It consists of a nut 16b fixed to, a ball screw 16c engaged with the nut 16b, and a pair of bevel gears 16d and 16e provided at one end of the plunger drive shaft 16a and ball screw 16c, respectively.

Next, the operation will be explained.

First, the operation before the plunger operates, that is, until the mold is clamped, will be explained. When the start switch is turned on,
The platen drive motor 51 starts rotating, and the rotation is converted into thrust via a drive force conversion mechanism (not shown), thereby causing the movable platen 4 to rise. Then, when the upper mold 5 and the lower mold 6 come into contact and a certain tightening pressure is reached, the motor 51 is servo-locked and the molds are clamped.

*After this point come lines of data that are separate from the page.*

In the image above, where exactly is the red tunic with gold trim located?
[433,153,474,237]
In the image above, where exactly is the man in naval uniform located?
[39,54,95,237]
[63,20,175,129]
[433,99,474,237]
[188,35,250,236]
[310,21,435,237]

Resin sealing is performed in this mold-clamped state, and the operation of the plunger in this case will be explained with reference to FIGS. 4 and 5. FIG. 4 is a flowchart showing a plunger operation control program stored in the memory of the microcomputer 13, and FIG. 5 is a diagram showing its driving pattern.

First, when the mold clamping is completed, the AC servo motor 10 for driving the plunger 9 starts rotating, and this rotational force is transmitted to the ball screw 16C via the bevel gear pair 16d, 16e. As the ball screw 16c rotates, the nut 16b, that is, the plunger 9, which is engaged with the ball screw 16c rises. Then, the microcomputer 13 activates the plunger 9
It is detected in step 20 that the resin has started to rise, and then in steps 21 to 26, the speed of the motor 10 is controlled to control the moving speed of the plunger 9 in three stages until the resin injection is completed. That is, position p.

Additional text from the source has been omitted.